Plans have been revealed for a new Teesside restaurant, The Fork in the Road, which will offer catering job opportunities for ex-offenders, the long term unemployed and recovering addicts.
The previously secret location of the high end eaterie will be on Middlesbrough’s Linthorpe Road, in previously derelict premises once occupied by popular toy shop, Romer Parrish, chosen due to its close proximity to the town’s booming Baker and Bedford Street areas.
The not-for-profit social enterprise will also feature a community café, The Spoon, and Bar Sobrio, a non-alcohol bar.
The fit-out costs and working capital for the unique scheme are being funded through Middlesbrough-based national charity CEO Sleepout and the NHS via assistance from Jonathan Bowden of Middlesbrough Council’s Public Health and Wellbeing Department.
Charity leader and businessman Andy Preston (pictured above outside the property), the founder-chairman of CEO Sleepout and the driving force behind the project, believes there is nothing like The Fork in the Road anywhere in the UK.

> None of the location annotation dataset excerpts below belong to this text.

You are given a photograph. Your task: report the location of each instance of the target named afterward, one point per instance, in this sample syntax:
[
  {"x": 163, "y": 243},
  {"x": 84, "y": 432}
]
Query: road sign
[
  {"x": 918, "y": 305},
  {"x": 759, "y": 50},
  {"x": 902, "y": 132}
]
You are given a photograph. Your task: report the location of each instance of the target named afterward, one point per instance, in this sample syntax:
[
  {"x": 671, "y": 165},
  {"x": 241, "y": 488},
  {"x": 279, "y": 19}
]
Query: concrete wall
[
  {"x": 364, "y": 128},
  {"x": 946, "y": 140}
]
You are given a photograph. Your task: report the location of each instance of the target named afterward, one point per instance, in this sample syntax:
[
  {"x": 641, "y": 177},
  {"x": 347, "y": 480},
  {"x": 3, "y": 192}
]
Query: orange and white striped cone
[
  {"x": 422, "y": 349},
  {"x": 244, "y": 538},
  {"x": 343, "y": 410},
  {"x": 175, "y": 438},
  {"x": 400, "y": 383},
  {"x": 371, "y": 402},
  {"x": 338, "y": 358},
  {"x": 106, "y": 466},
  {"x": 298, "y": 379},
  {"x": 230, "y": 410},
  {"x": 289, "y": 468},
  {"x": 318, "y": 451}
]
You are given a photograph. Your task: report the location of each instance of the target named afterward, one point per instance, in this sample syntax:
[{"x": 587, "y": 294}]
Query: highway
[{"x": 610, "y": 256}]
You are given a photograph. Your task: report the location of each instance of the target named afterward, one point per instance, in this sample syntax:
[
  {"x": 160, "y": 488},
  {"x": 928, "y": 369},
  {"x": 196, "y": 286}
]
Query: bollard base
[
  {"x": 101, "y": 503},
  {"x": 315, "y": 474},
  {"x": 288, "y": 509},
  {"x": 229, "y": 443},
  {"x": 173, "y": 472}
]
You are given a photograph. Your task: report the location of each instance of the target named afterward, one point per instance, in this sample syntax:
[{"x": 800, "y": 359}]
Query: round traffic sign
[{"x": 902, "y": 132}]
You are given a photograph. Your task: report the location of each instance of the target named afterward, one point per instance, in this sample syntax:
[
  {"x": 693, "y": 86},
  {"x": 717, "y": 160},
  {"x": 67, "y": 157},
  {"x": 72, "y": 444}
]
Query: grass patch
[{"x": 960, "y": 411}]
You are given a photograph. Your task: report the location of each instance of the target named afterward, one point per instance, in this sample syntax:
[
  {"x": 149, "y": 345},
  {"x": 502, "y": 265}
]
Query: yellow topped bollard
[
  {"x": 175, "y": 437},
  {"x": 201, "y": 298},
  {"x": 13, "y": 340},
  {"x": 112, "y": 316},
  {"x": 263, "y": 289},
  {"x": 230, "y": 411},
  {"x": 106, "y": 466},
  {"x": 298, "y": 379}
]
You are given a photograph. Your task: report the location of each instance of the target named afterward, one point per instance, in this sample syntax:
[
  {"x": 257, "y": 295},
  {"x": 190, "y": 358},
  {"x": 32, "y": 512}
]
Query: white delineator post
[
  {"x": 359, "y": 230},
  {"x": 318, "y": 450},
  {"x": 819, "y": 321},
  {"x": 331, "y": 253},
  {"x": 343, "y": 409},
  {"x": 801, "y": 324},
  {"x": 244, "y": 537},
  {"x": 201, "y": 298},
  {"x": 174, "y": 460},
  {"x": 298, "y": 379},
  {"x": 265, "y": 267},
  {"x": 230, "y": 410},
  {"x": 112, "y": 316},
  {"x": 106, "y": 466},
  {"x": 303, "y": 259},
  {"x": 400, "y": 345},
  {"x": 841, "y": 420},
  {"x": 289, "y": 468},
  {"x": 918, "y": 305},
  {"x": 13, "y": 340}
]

“The Fork in the Road will be amazing – it’s been hard work already but it’ll do incredible things,” said Andy, who is also chairman of charitable movement, Middlesbrough and Teesside Philanthropic Foundation. “I’m convinced this is a truly unique project in the UK and will set a new national standard.
Artist’s impression of new restaurant, The Fork in the Road, which will provide catering job opportunities to the long-term unemployed, including the homeless, recovering addicts and ex-offenders.

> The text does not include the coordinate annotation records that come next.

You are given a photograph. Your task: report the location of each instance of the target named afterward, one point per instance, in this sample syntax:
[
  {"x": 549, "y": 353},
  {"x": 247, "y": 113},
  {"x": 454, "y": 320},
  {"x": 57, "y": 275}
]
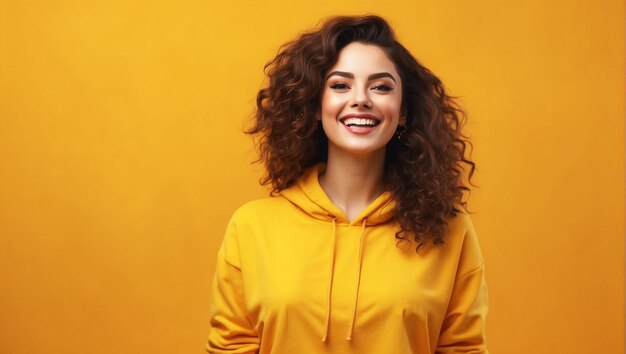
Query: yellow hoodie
[{"x": 294, "y": 276}]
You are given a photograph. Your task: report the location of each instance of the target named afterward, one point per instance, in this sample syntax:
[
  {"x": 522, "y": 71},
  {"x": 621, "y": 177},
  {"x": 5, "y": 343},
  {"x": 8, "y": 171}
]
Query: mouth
[{"x": 359, "y": 121}]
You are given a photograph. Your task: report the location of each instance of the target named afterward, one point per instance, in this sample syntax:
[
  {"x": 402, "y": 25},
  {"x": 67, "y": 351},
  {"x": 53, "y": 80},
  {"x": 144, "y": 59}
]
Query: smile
[{"x": 359, "y": 120}]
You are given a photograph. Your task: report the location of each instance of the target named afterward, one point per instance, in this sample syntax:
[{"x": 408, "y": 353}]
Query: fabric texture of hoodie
[{"x": 294, "y": 275}]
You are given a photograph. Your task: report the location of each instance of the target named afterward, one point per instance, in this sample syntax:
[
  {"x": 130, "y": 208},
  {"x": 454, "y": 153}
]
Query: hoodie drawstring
[
  {"x": 358, "y": 282},
  {"x": 330, "y": 281},
  {"x": 330, "y": 277}
]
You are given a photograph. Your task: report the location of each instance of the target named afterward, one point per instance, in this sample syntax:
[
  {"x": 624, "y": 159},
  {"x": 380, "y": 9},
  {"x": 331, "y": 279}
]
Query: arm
[
  {"x": 230, "y": 329},
  {"x": 464, "y": 324}
]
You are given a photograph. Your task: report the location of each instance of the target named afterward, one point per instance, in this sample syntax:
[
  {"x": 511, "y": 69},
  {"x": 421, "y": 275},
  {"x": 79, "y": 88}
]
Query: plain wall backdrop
[{"x": 122, "y": 158}]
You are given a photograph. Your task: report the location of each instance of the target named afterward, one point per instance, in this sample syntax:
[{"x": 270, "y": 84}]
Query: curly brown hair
[{"x": 424, "y": 170}]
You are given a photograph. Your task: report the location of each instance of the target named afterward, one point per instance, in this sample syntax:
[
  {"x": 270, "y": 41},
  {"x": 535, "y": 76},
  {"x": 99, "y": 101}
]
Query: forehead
[{"x": 361, "y": 58}]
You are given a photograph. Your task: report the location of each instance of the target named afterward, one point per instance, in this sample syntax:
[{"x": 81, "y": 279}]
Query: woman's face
[{"x": 361, "y": 100}]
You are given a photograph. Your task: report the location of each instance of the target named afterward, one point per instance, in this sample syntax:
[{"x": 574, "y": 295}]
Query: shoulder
[
  {"x": 260, "y": 209},
  {"x": 463, "y": 242}
]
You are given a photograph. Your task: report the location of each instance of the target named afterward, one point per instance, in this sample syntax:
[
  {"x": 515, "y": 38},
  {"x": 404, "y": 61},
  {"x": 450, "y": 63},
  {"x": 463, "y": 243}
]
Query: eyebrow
[{"x": 351, "y": 75}]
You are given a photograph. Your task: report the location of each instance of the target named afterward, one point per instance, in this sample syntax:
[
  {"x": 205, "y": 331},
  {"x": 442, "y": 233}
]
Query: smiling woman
[{"x": 363, "y": 246}]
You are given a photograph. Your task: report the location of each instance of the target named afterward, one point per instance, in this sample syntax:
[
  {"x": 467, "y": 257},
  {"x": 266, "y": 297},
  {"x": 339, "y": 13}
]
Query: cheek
[{"x": 331, "y": 103}]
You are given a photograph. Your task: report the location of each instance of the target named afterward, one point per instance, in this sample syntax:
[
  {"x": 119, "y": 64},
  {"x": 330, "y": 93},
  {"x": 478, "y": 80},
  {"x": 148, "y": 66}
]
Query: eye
[
  {"x": 382, "y": 87},
  {"x": 339, "y": 86}
]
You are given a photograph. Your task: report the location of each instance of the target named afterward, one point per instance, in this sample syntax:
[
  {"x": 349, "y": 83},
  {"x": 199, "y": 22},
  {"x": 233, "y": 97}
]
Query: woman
[{"x": 363, "y": 246}]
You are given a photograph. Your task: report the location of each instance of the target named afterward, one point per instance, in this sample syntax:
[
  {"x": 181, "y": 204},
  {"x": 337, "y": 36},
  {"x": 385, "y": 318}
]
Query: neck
[{"x": 352, "y": 182}]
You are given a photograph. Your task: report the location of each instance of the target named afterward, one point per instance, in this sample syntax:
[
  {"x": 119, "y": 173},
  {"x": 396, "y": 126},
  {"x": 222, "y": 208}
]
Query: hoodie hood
[{"x": 308, "y": 196}]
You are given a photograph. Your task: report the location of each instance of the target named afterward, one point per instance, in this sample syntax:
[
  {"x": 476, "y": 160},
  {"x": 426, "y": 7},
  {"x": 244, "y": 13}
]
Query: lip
[
  {"x": 359, "y": 115},
  {"x": 360, "y": 130}
]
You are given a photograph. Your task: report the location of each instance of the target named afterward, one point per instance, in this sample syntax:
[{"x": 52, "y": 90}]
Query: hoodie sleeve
[
  {"x": 230, "y": 329},
  {"x": 463, "y": 329}
]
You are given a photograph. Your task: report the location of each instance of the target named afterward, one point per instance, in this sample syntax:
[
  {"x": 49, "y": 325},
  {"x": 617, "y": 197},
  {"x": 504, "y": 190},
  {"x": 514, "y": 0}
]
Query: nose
[{"x": 361, "y": 99}]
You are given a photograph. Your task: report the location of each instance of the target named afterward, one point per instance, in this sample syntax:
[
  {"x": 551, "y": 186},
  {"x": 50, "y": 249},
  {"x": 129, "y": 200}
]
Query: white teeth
[{"x": 360, "y": 121}]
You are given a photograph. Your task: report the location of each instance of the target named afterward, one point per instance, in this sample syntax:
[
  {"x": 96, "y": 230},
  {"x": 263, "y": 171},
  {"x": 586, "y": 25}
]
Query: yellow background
[{"x": 122, "y": 157}]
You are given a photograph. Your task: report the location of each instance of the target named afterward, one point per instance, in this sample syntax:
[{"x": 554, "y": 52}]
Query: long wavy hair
[{"x": 425, "y": 170}]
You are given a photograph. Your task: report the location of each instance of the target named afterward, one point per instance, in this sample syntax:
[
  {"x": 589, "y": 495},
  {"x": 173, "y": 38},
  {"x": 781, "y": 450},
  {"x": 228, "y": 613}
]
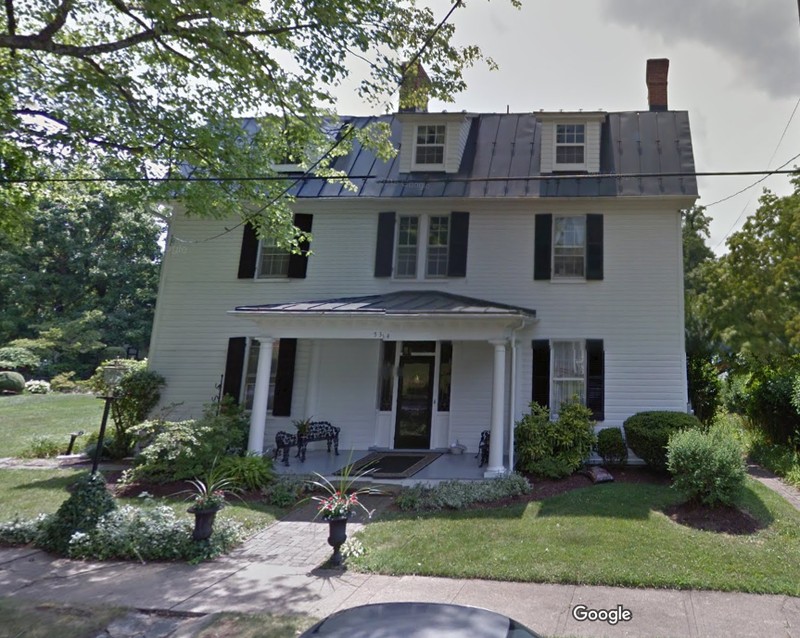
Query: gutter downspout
[{"x": 513, "y": 397}]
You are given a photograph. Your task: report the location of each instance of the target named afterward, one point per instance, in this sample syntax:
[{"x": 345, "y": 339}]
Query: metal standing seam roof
[
  {"x": 502, "y": 159},
  {"x": 394, "y": 303}
]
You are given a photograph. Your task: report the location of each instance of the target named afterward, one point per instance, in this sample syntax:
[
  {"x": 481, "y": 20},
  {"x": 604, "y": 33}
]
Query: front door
[{"x": 414, "y": 403}]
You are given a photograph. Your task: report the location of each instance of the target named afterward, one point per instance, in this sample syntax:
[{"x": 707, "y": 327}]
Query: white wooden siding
[{"x": 637, "y": 309}]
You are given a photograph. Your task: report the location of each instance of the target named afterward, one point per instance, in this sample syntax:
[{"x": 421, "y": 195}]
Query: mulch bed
[{"x": 723, "y": 519}]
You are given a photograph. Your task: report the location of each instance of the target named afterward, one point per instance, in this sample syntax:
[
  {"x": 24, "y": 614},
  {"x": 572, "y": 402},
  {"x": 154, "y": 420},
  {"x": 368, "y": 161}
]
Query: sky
[{"x": 734, "y": 66}]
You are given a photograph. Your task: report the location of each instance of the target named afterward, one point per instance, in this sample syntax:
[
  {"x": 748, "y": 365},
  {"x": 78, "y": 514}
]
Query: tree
[
  {"x": 751, "y": 295},
  {"x": 701, "y": 345},
  {"x": 153, "y": 87},
  {"x": 86, "y": 279}
]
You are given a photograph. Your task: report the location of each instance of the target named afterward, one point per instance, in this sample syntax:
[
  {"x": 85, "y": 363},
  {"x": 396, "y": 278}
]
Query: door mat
[{"x": 392, "y": 464}]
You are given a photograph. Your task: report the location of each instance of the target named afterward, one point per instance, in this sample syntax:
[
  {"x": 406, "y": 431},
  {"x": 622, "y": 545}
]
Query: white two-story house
[{"x": 498, "y": 259}]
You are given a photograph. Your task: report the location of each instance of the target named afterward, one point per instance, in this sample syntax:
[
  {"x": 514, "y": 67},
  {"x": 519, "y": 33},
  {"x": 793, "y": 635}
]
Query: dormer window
[
  {"x": 429, "y": 147},
  {"x": 570, "y": 146},
  {"x": 571, "y": 141}
]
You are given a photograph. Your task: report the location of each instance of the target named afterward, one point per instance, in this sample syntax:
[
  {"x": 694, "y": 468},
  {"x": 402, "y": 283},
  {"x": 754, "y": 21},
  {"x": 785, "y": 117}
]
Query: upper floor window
[
  {"x": 429, "y": 146},
  {"x": 422, "y": 246},
  {"x": 435, "y": 234},
  {"x": 272, "y": 260},
  {"x": 569, "y": 246},
  {"x": 570, "y": 146}
]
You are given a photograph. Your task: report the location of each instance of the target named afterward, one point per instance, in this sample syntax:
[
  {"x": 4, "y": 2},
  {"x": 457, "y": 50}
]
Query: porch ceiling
[{"x": 395, "y": 315}]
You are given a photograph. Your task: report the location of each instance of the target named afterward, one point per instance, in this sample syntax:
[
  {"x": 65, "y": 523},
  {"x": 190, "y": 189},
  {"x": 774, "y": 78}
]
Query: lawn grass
[
  {"x": 611, "y": 534},
  {"x": 25, "y": 416},
  {"x": 29, "y": 492},
  {"x": 29, "y": 619}
]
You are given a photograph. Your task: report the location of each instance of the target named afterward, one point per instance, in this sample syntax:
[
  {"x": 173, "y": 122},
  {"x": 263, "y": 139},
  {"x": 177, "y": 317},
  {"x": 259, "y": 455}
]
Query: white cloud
[{"x": 761, "y": 39}]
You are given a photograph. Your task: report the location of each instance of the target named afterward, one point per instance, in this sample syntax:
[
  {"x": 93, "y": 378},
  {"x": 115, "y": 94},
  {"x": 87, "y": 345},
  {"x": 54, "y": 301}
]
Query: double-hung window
[
  {"x": 569, "y": 247},
  {"x": 424, "y": 238},
  {"x": 273, "y": 262},
  {"x": 429, "y": 146},
  {"x": 570, "y": 146},
  {"x": 568, "y": 374}
]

“The restaurant will be high end and will always deliver excellence. Alongside very experienced, top class professionals, we’ll train a small cohort of local people who need and deserve that precious opportunity to create a new life for themselves.”
With planning permission recently granted, work is now underway on the two-storey project, with The Spoon and Bar Sobrio planned to open by August, with The Fork in the Road restaurant due for launch around six weeks later.

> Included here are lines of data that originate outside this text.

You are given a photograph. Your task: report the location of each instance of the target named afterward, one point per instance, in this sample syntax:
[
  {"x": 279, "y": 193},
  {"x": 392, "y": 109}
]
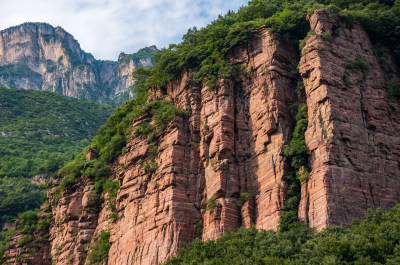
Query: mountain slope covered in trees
[{"x": 40, "y": 131}]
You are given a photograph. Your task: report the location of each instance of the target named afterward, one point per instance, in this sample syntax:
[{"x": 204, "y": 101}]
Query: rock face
[
  {"x": 223, "y": 167},
  {"x": 353, "y": 130},
  {"x": 35, "y": 249},
  {"x": 40, "y": 57},
  {"x": 231, "y": 144}
]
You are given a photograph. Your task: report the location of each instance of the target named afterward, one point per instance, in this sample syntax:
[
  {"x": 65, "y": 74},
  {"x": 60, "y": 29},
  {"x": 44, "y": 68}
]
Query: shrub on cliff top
[
  {"x": 206, "y": 51},
  {"x": 99, "y": 250}
]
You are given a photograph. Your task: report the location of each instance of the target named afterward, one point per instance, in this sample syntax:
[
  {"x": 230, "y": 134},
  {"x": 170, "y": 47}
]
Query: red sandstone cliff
[
  {"x": 353, "y": 132},
  {"x": 233, "y": 143}
]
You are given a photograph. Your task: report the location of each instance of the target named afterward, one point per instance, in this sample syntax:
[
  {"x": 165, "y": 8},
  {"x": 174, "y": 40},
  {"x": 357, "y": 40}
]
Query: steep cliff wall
[
  {"x": 40, "y": 57},
  {"x": 222, "y": 167},
  {"x": 353, "y": 131},
  {"x": 231, "y": 144}
]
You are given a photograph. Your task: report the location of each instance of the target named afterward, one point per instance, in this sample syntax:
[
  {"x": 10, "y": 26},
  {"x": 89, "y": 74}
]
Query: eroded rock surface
[
  {"x": 353, "y": 131},
  {"x": 231, "y": 146}
]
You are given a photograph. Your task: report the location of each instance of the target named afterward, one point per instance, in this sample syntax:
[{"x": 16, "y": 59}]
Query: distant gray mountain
[{"x": 40, "y": 57}]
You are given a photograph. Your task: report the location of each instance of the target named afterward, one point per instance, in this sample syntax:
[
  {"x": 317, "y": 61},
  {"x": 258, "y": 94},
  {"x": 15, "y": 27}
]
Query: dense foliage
[
  {"x": 376, "y": 240},
  {"x": 111, "y": 140},
  {"x": 40, "y": 131},
  {"x": 205, "y": 51},
  {"x": 28, "y": 223},
  {"x": 18, "y": 195}
]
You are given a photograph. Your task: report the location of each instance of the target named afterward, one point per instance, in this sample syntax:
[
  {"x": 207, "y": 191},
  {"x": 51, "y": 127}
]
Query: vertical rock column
[{"x": 352, "y": 133}]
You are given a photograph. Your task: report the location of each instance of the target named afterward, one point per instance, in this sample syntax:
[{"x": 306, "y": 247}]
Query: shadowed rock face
[
  {"x": 40, "y": 57},
  {"x": 233, "y": 143},
  {"x": 353, "y": 133}
]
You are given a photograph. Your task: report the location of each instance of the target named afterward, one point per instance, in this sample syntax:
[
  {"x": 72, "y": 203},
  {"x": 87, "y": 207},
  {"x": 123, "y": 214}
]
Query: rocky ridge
[
  {"x": 232, "y": 145},
  {"x": 40, "y": 57}
]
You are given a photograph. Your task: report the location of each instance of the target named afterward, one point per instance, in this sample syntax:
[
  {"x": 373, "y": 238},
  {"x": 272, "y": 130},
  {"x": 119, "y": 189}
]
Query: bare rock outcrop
[
  {"x": 231, "y": 144},
  {"x": 353, "y": 131},
  {"x": 222, "y": 167}
]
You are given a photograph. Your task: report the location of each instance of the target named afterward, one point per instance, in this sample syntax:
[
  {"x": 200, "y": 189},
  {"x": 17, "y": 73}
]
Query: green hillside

Andy believes Bar Sobrio will play an important role in Teesside’s recovery scene. It won’t serve alcohol but it will be a great place to mix with friends and meet people, while the bar will also be made available to hire for private functions.
Bar Sobrio was planned with valuable input from Dot Turton, CEO of Middlesbrough-based recovery service Hope North East, and Rachel Burns of Middlesbrough Council.
The project’s running costs will come from CEO Sleepout, which inspires business leaders to raise funds by being sponsored to sleep rough for a night.
Since its Middlesbrough launch just three years ago, CEO Sleepout has become a national phenomenon, with around £800,000 raised through events held at a series of landmark venues across the country.
Since the first sleepout event at Middlesbrough FC’s Riverside Stadium in 2013, events have taken place at Wembley, Old Trafford cricket ground, The Oval, Villa Park, St James’ Park and Cardiff Castle.
The most recent Teesside event, on the Victorian Street at Preston Park Museum, saw 60 business leaders raise £45,000.
Funds raised elsewhere have helped to fight homelessness and poverty across the country, with 15% of all funds coming back to Teesside.